Ci sono invece quelli che identificano Shoah e Israele, per cui criticare la politica dell’uno è rinnegare la tragedia dell’altra; e magari non si accorgono come certe motivazioni di ancestrale diritto proprietario, di rivendicazione divina, echeggiano lugubremente discorsi e argomentazioni di un passato uncinato, dall’altra parte della Shoah. Ma già qui cadiamo nella bestemmia: se osi accostare, anche solo per superficiali somiglianze, certe scelte e azioni e argomentazioni degli attuali dirigenti israeliani a quelle di chi portava alla cinta la scritta Gott mit uns, immediatamente diventi un Eichmann. Sembra che voci altissime come quella delle ebree Etty Hillesum e Carla Simons, che sapevano così bene guardare dentro la loro situazione d’orrore da superare l’orrore, l’odio, la violenza, da farsi ancora oggi e domani guide per le nostre scelte etiche, non riescano ad arrivare agli orecchi degli attuali detentori del potere in Israele. Be’, vero è che quelle-lì, specificamente, erano poi solo delle donne… Le donne, si sa, rompono particolarmente le scatole: basti pensare a quell’Arendt là, a quanto s’è intromessa dove non era pertinenza sua!, anche se poi ha regalato al mondo un concetto etico di massima importanza, qual è la banalità del male.     
Ci sono quelli che invece litigano per poter estendere la definizione di Shoah ad altre tragedie di stermini e genocidi e non si rendono conto di sottrarre alla più grande –finora– tragedia dell’umanità il diritto al suo nome proprio e unico, nome che deve così restare: principalmente per attaccargli il suffisso maipiù, per dargli la funzione di un tabù universale, un monito-confine da non oltrepassare. Cos’è? Non abbiamo una lingua capace di denunciare un orrore di proporzioni diluviali se non con quella parola? Cos’è? Dire Shoah è una medaglia al merito dell’indicibile che si vuole condividere perché solo così risalti una memoria tragica? Cos’è? Ci facciamo la guerra tra disgraziati per il primo premio dell’orrore? Cos’è? Non siamo capaci di piangere sull’orrore se non stimolati da un nome ‘famoso’?  
Ci sono anche quelli, tanti nei talkshow opinionisti, che definiscono la superiorità d’Israele rispetto agli altri stati confinanti, in nome di una democrazia che si oppone ad assolutismi-dittature più o meno religiosi. Se è indubbiamente vero che Iran, Egitto, Turchia e compagnia bella dei dintorni  e non solo, sono da tempo mondialmente accusati per intollerabili violenze e sopraffazioni e discriminazioni e molte altre –zioni, è altrettanto vero che –almeno finora – per dire ‘democrazia’, anche ai minimi termini (pensiamo a noi!), non basti un parlamento eletto, occorre almeno qualche frase, più o meno formale, magari dentro una roba denominata ‘costituzione’, in cui si parli di libertà, giustizia, diritti di cittadinanza, uguaglianza per tutti ( e non diversamente per l’una o l’altra categoria di abitanti). Che poi non siano principi quasi mai rispettati nei nostri bei paesi europei, chi lo nega? Ma come ci ricorda De Monticelli, se un principio è scritto, intanto c’è, ci puoi fare riferimento, puoi lavorare perché venga rispettato, riconosciuto.

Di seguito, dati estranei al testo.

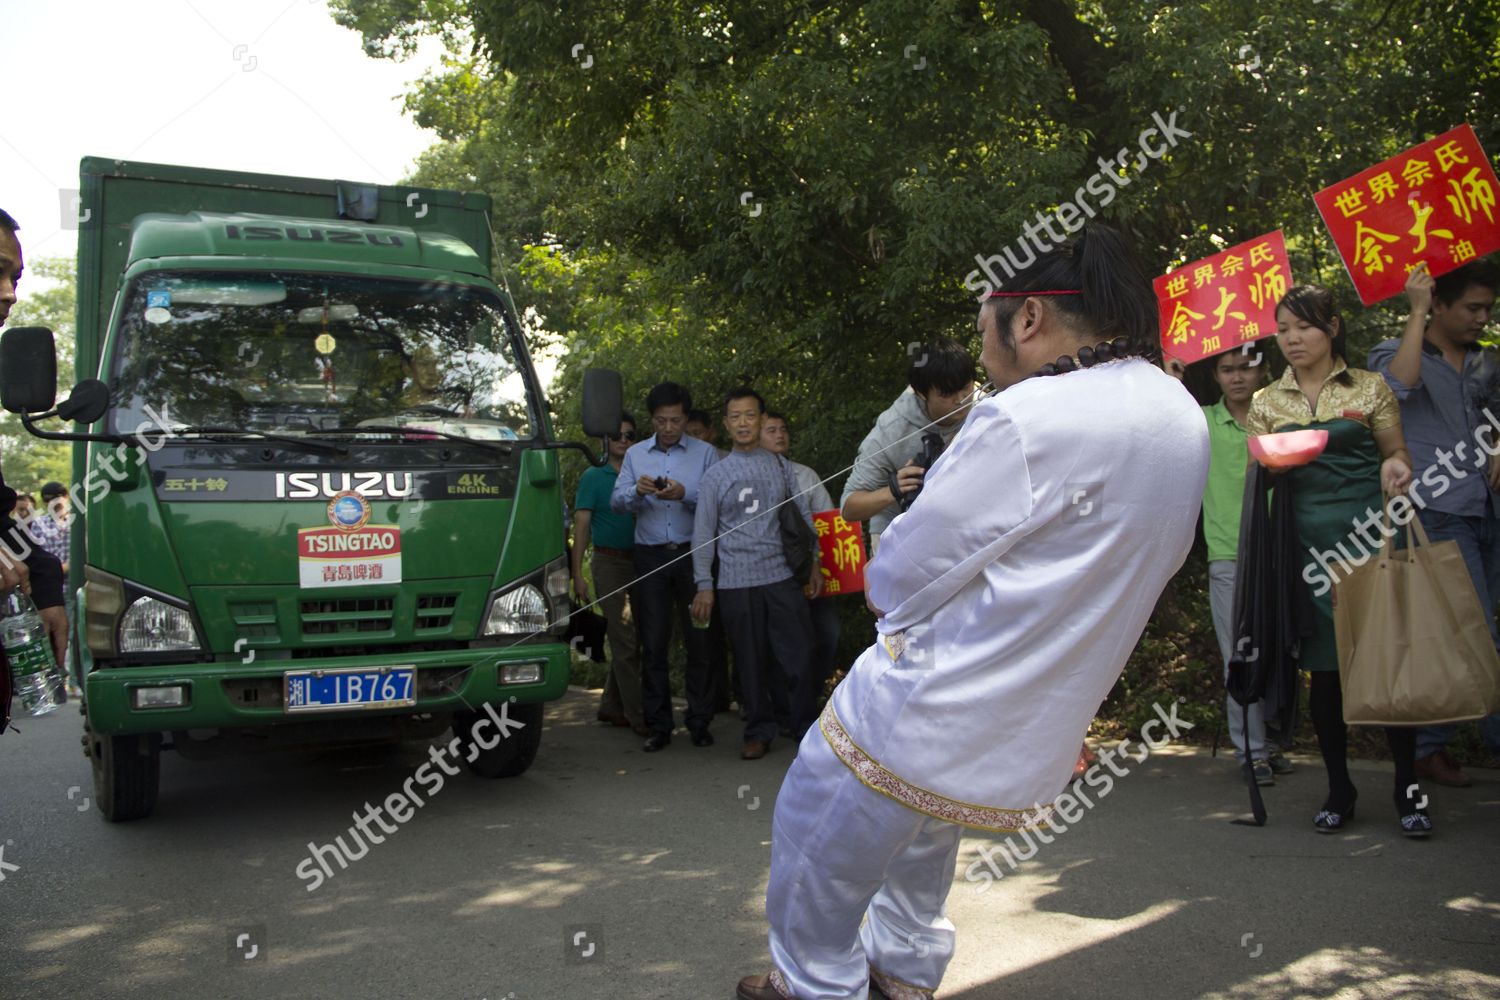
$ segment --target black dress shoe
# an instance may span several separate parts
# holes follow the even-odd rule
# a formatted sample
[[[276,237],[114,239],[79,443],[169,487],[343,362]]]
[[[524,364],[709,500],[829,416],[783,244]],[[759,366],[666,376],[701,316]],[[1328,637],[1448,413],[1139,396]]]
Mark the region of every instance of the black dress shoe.
[[[1401,835],[1404,837],[1428,837],[1432,835],[1432,819],[1423,810],[1401,817]]]
[[[671,743],[671,733],[652,733],[650,736],[646,737],[646,745],[642,749],[644,749],[647,753],[655,753],[658,750],[670,746]]]
[[[1359,798],[1359,792],[1351,789],[1347,796],[1340,796],[1339,801],[1329,795],[1324,801],[1323,808],[1313,817],[1313,826],[1319,833],[1338,833],[1350,820],[1354,819],[1354,801]],[[1345,805],[1344,803],[1348,804]]]
[[[711,747],[713,745],[714,745],[714,734],[713,733],[709,732],[707,729],[694,729],[693,730],[693,746],[695,746],[695,747]]]
[[[1426,837],[1432,834],[1432,819],[1427,815],[1427,796],[1416,798],[1410,794],[1416,791],[1416,785],[1407,786],[1405,792],[1398,785],[1396,790],[1396,815],[1400,817],[1401,834],[1405,837]]]

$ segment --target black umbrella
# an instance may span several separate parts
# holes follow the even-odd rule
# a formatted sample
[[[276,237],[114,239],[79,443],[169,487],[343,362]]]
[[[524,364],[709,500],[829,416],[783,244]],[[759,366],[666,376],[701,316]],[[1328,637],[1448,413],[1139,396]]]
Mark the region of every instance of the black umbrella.
[[[1268,492],[1274,503],[1267,503]],[[1244,713],[1246,733],[1250,706],[1257,701],[1266,721],[1274,721],[1283,733],[1292,731],[1297,715],[1305,592],[1292,507],[1290,476],[1273,475],[1258,462],[1245,474],[1234,583],[1234,648],[1225,687]],[[1266,806],[1248,753],[1241,769],[1250,787],[1255,825],[1264,826]]]

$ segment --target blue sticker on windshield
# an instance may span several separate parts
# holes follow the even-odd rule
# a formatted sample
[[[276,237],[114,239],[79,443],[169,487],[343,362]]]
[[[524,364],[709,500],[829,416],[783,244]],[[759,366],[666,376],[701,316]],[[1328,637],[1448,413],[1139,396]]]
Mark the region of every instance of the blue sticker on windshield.
[[[172,306],[172,293],[165,288],[146,293],[147,309],[169,309]]]

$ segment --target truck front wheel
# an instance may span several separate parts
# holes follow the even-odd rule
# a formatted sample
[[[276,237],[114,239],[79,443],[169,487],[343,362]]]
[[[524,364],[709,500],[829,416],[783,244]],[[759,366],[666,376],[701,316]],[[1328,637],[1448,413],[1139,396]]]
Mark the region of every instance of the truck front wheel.
[[[156,808],[161,734],[111,736],[84,731],[94,765],[94,795],[111,823],[144,819]]]
[[[525,772],[536,760],[542,745],[542,705],[511,703],[506,718],[519,726],[502,734],[483,712],[464,712],[454,716],[453,735],[458,737],[464,763],[481,778],[514,778]],[[483,723],[483,725],[481,725]],[[478,732],[476,733],[476,727]],[[493,744],[486,748],[487,744]]]

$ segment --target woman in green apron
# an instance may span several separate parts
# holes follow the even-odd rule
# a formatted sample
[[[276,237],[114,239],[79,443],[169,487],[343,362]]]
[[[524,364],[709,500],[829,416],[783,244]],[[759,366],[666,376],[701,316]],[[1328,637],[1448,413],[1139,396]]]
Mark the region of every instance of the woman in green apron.
[[[1289,470],[1297,534],[1308,566],[1314,553],[1368,551],[1355,524],[1378,511],[1383,494],[1411,485],[1411,456],[1401,434],[1401,410],[1385,380],[1344,361],[1343,320],[1326,288],[1298,285],[1276,307],[1276,345],[1288,367],[1255,394],[1246,429],[1251,434],[1326,430],[1328,446],[1315,460]],[[1362,561],[1362,560],[1361,560]],[[1311,571],[1309,571],[1311,572]],[[1303,575],[1303,579],[1310,577]],[[1348,728],[1339,688],[1332,592],[1309,589],[1311,635],[1302,644],[1302,668],[1311,674],[1308,709],[1328,770],[1328,798],[1313,819],[1319,833],[1334,833],[1354,818],[1358,791],[1349,778]],[[1401,832],[1425,837],[1432,820],[1416,784],[1416,730],[1385,727],[1396,765],[1394,799]]]

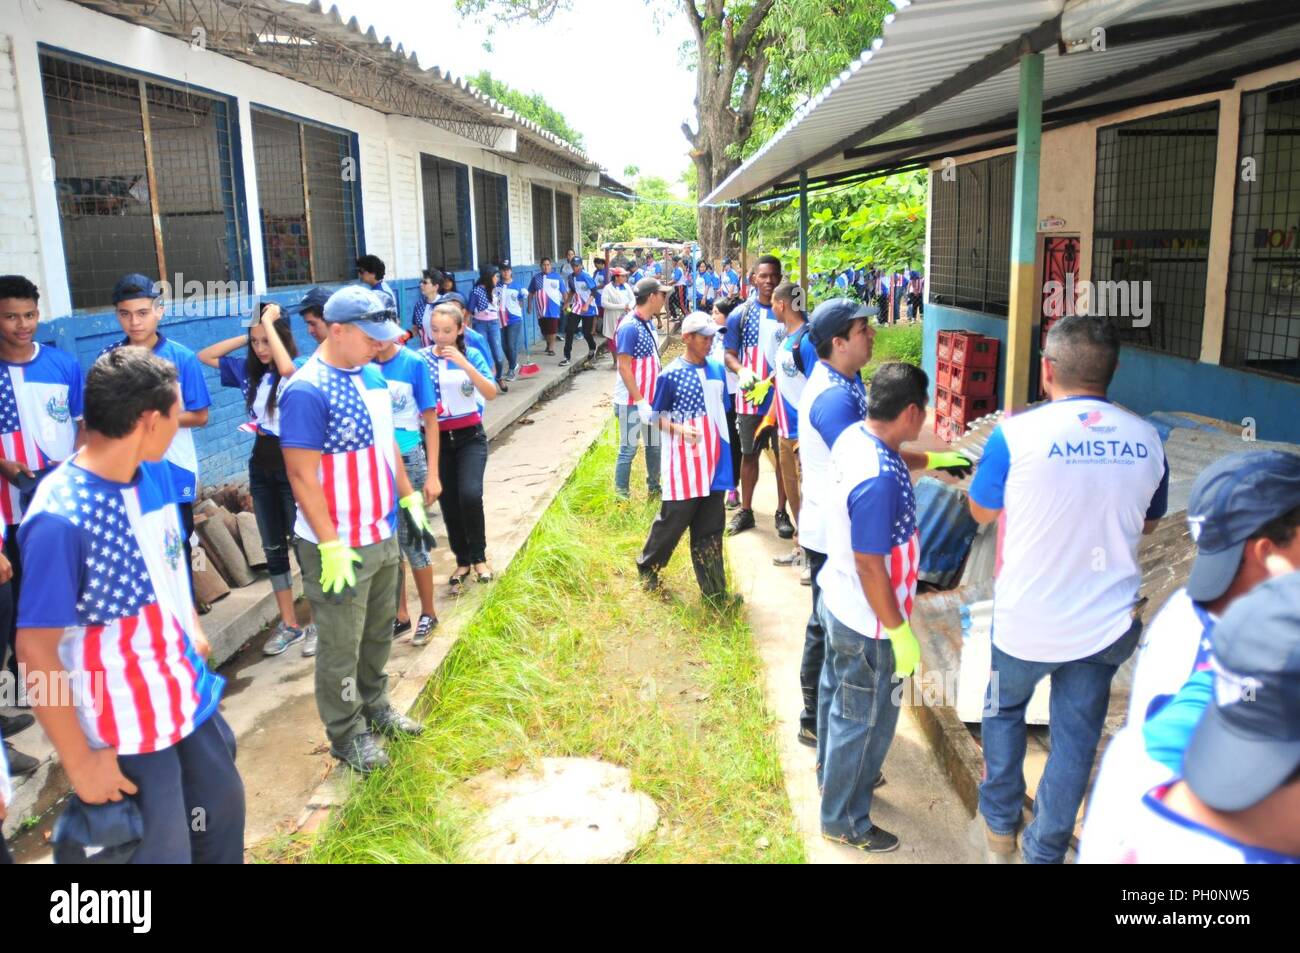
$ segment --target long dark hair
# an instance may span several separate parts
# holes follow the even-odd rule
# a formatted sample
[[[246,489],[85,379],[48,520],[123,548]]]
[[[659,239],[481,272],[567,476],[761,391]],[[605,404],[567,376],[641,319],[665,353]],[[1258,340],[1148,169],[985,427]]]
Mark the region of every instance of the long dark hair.
[[[263,309],[266,305],[262,306]],[[290,357],[298,356],[298,345],[293,340],[293,330],[289,327],[289,319],[283,314],[275,319],[275,333],[280,338],[280,343],[284,349],[289,352]],[[253,329],[248,329],[248,358],[244,364],[245,373],[248,375],[248,393],[244,395],[244,403],[249,410],[253,409],[253,401],[257,399],[257,388],[262,383],[262,377],[268,372],[271,374],[271,393],[266,398],[266,415],[269,417],[275,413],[275,400],[280,396],[280,369],[275,366],[275,358],[271,358],[271,363],[263,364],[257,352],[253,350]]]
[[[456,348],[462,354],[468,353],[465,350],[465,312],[460,310],[460,305],[448,301],[446,304],[436,305],[433,313],[450,315],[456,319]]]

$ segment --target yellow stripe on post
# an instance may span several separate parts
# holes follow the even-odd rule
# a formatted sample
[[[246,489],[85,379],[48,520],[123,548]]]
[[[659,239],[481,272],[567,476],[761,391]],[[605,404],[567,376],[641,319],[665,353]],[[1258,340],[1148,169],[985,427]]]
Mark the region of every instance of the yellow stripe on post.
[[[1007,377],[1003,406],[1029,402],[1034,361],[1034,318],[1042,295],[1034,283],[1038,251],[1038,160],[1043,147],[1043,55],[1020,60],[1020,105],[1016,122],[1015,203],[1011,213],[1011,300],[1007,314]]]

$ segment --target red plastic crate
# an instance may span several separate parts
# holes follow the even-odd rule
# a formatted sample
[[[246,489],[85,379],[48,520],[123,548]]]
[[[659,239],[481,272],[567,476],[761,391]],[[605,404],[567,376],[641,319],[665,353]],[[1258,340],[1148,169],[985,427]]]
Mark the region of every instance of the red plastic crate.
[[[948,360],[963,367],[997,367],[1000,344],[997,338],[959,331],[953,335]]]
[[[934,382],[940,387],[946,387],[951,390],[952,385],[949,381],[952,380],[952,364],[948,361],[940,360],[938,364],[935,365],[934,378]]]
[[[935,349],[935,350],[937,351],[938,355],[939,355],[939,360],[941,360],[941,361],[947,361],[947,360],[951,359],[951,357],[952,357],[952,336],[953,336],[954,334],[956,334],[956,333],[957,333],[957,332],[955,332],[955,331],[940,331],[940,332],[939,332],[939,343],[938,343],[938,346],[937,346],[936,349]]]
[[[934,415],[947,417],[952,412],[952,392],[945,387],[934,389]]]
[[[940,365],[939,383],[954,394],[965,397],[990,397],[998,389],[996,367],[966,367],[963,364],[948,366],[947,381]]]
[[[965,431],[971,421],[993,413],[996,404],[997,400],[993,397],[970,397],[965,394],[950,394],[948,397],[949,409],[944,411],[944,415],[957,424],[962,431]]]
[[[952,443],[962,435],[963,431],[948,417],[936,414],[934,417],[934,432],[944,443]]]

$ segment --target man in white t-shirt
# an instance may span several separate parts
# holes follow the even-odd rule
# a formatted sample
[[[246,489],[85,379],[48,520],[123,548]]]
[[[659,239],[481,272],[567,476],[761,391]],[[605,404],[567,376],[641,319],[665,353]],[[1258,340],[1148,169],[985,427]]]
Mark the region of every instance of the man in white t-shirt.
[[[975,519],[1002,520],[980,784],[997,858],[1015,852],[1034,687],[1051,676],[1051,754],[1022,853],[1027,863],[1061,863],[1111,679],[1142,628],[1133,612],[1138,541],[1165,514],[1169,468],[1155,428],[1106,400],[1118,359],[1119,332],[1105,318],[1055,324],[1041,365],[1051,402],[994,429],[971,483]]]

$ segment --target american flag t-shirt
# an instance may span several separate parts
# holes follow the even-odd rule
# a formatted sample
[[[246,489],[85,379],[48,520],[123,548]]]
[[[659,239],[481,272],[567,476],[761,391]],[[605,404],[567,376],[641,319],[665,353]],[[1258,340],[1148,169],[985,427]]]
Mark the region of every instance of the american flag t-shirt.
[[[192,640],[194,607],[180,513],[165,464],[114,483],[64,463],[19,528],[18,625],[64,630],[59,657],[78,689],[92,747],[144,754],[181,741],[221,699],[225,680]]]
[[[659,345],[650,322],[641,320],[637,312],[631,312],[618,326],[614,345],[620,356],[627,354],[631,357],[632,379],[636,381],[641,396],[653,404],[659,380]],[[631,407],[636,403],[623,382],[623,375],[618,373],[614,375],[614,403],[621,407]]]
[[[21,415],[18,413],[18,398],[9,368],[0,373],[0,455],[6,460],[13,460],[27,466],[35,472],[50,465],[41,448],[36,445],[36,435],[30,428],[24,429]],[[12,526],[22,518],[22,508],[18,503],[18,487],[7,480],[0,481],[0,517],[6,526]]]
[[[280,445],[318,450],[321,489],[339,538],[349,546],[388,539],[397,527],[392,400],[378,368],[342,370],[313,355],[280,398]],[[298,508],[294,526],[316,542]]]
[[[726,372],[707,358],[700,365],[679,357],[660,377],[654,409],[672,423],[700,432],[694,443],[676,432],[660,434],[659,469],[665,500],[692,500],[734,485],[726,393]]]
[[[772,316],[770,307],[765,307],[757,301],[743,305],[739,310],[743,312],[740,317],[740,340],[734,350],[740,358],[741,367],[749,368],[754,372],[755,377],[765,380],[772,373],[772,364],[768,360],[768,355],[772,353],[778,330],[784,331],[785,325]],[[736,413],[766,413],[770,406],[768,401],[771,399],[772,392],[769,391],[762,404],[751,404],[745,395],[737,390]]]

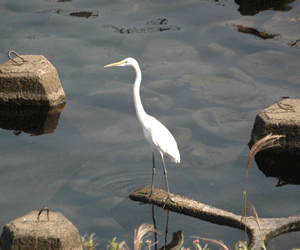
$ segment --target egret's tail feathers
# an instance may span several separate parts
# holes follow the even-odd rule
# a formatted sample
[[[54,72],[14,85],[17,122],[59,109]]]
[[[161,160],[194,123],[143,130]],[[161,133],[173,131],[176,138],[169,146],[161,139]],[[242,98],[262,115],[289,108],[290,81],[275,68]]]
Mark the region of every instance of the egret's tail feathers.
[[[171,161],[175,163],[180,163],[180,159],[172,159]]]
[[[172,162],[180,163],[180,154],[179,154],[179,152],[176,155],[169,155],[169,157],[170,157]]]

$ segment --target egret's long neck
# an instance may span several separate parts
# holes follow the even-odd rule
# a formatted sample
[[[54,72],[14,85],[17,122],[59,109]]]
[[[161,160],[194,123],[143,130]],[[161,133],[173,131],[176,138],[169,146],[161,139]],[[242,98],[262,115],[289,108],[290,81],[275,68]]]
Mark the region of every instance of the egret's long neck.
[[[136,78],[135,78],[135,82],[133,85],[133,98],[134,98],[135,110],[136,110],[137,117],[139,118],[141,124],[144,125],[145,118],[148,115],[143,108],[143,105],[141,102],[141,97],[140,97],[140,86],[141,86],[141,81],[142,81],[142,73],[141,73],[141,69],[137,63],[132,66],[134,67],[135,72],[136,72]]]

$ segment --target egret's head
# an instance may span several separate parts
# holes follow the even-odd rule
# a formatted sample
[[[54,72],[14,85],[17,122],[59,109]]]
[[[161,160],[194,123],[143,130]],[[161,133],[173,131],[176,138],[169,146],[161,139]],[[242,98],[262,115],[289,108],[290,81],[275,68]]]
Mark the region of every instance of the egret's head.
[[[134,63],[136,63],[136,60],[131,57],[128,57],[120,62],[115,62],[112,64],[105,65],[104,68],[115,67],[115,66],[129,66],[129,65],[132,66]]]

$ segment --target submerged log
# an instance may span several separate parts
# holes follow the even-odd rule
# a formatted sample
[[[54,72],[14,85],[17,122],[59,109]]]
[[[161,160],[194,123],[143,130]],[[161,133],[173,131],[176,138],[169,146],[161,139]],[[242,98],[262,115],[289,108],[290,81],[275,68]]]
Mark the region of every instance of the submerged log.
[[[143,187],[130,194],[129,198],[134,201],[153,203],[163,207],[167,192],[161,189],[154,189],[154,194],[149,200],[147,195],[151,190],[150,186]],[[300,216],[287,218],[257,218],[259,223],[252,218],[243,218],[241,215],[212,207],[180,195],[170,194],[174,202],[168,201],[165,209],[175,213],[185,214],[215,224],[230,226],[240,230],[247,229],[250,244],[254,243],[253,250],[263,249],[260,242],[267,244],[270,238],[283,233],[300,230]]]

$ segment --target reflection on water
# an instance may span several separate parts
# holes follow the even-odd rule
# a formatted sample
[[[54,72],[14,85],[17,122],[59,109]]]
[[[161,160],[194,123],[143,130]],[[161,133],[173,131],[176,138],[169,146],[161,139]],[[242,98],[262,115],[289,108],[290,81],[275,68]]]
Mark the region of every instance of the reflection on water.
[[[0,106],[0,128],[14,130],[15,135],[22,132],[34,136],[55,132],[65,103],[55,107],[47,106]]]
[[[46,38],[46,37],[49,37],[51,35],[32,35],[32,36],[27,36],[26,38],[29,39],[29,40],[32,40],[32,39],[40,39],[40,38]]]
[[[155,210],[154,210],[155,205],[152,204],[152,221],[153,221],[153,226],[154,229],[156,230],[154,232],[154,242],[155,242],[155,250],[157,250],[158,246],[158,239],[157,239],[157,226],[156,226],[156,220],[155,220]],[[168,233],[169,233],[169,214],[170,211],[167,210],[167,219],[166,219],[166,228],[165,228],[165,242],[164,246],[162,246],[159,250],[177,250],[180,249],[184,243],[184,237],[183,237],[183,232],[181,230],[177,232],[173,232],[173,237],[170,243],[168,243]]]
[[[103,25],[103,28],[113,29],[116,33],[119,34],[134,34],[134,33],[153,33],[153,32],[163,32],[163,31],[176,31],[180,30],[180,27],[175,25],[167,25],[168,20],[165,18],[158,18],[156,20],[148,21],[148,25],[157,26],[157,27],[145,27],[145,28],[119,28],[114,25]]]
[[[158,18],[152,21],[148,21],[147,24],[151,24],[151,25],[167,25],[169,22],[168,19],[166,18]]]
[[[299,152],[276,152],[267,149],[255,155],[258,168],[266,177],[278,179],[277,187],[294,184],[300,185],[300,155]]]
[[[84,17],[84,18],[90,18],[90,17],[97,17],[99,15],[98,11],[79,11],[79,10],[62,10],[62,9],[50,9],[50,10],[44,10],[44,11],[38,11],[37,14],[50,14],[50,13],[56,13],[62,16],[74,16],[74,17]]]
[[[289,11],[295,0],[235,0],[242,15],[253,16],[264,10]]]
[[[280,34],[269,34],[269,33],[263,32],[263,31],[258,31],[257,29],[254,29],[254,28],[244,27],[243,25],[233,24],[232,26],[237,27],[238,31],[241,33],[252,34],[252,35],[260,37],[264,40],[273,39],[277,36],[280,36]]]
[[[290,43],[288,43],[288,45],[290,45],[291,47],[299,47],[299,42],[300,39],[296,40],[296,41],[291,41]]]
[[[172,240],[170,243],[164,245],[160,250],[178,250],[184,243],[183,232],[181,230],[173,232]]]
[[[92,12],[92,11],[72,11],[69,13],[70,16],[75,16],[75,17],[85,17],[85,18],[90,18],[90,17],[97,17],[98,16],[98,11]]]
[[[63,3],[63,2],[72,2],[72,0],[45,0],[45,2],[58,2],[58,3]]]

Ci sono quelli, infine, che, magari con espressioni addolorate da pessimisti costretti, ci ricordano che la guerra c’è sempre stata, la violenza pure, da che uomo è uomo – cfr. Caino e Abele – e che non potremo mai eliminarle. Con una battutaccia potrei rispondere che anche la setticemia c’è sempre stata e faceva morire chi l’aveva; finché non s’è imparato a riconoscerla e a trattarla per tempo. Ci si muore ancora, ma molto meno. Seriamente. Vero è che la pulsione all’aggressività ce l’abbiamo nel DNA, probabilmente a difesa; probabilmente dovremo lavorarci ancora tanto, proprio per toglierci l’abitudine ad usarla per l’offesa, così come dovremo lavorare ancora tanto per far entrare nel cervello dei maschi il rispetto del diverso femminile. Cosa però ci dovrebbe convincere a non lavorarci? La nobel Montalcini – to’!, ebrea! – ci rammentava sempre che il nostro cervello è identico a quello del sapiens cavernicolo e che la civilizzazione degli umani non è nel DNA, ma nelle scelte faticosamente messe a punto e quindi compiute e poi tramandate di generazione in generazione.
Migliorare si può. Si deve.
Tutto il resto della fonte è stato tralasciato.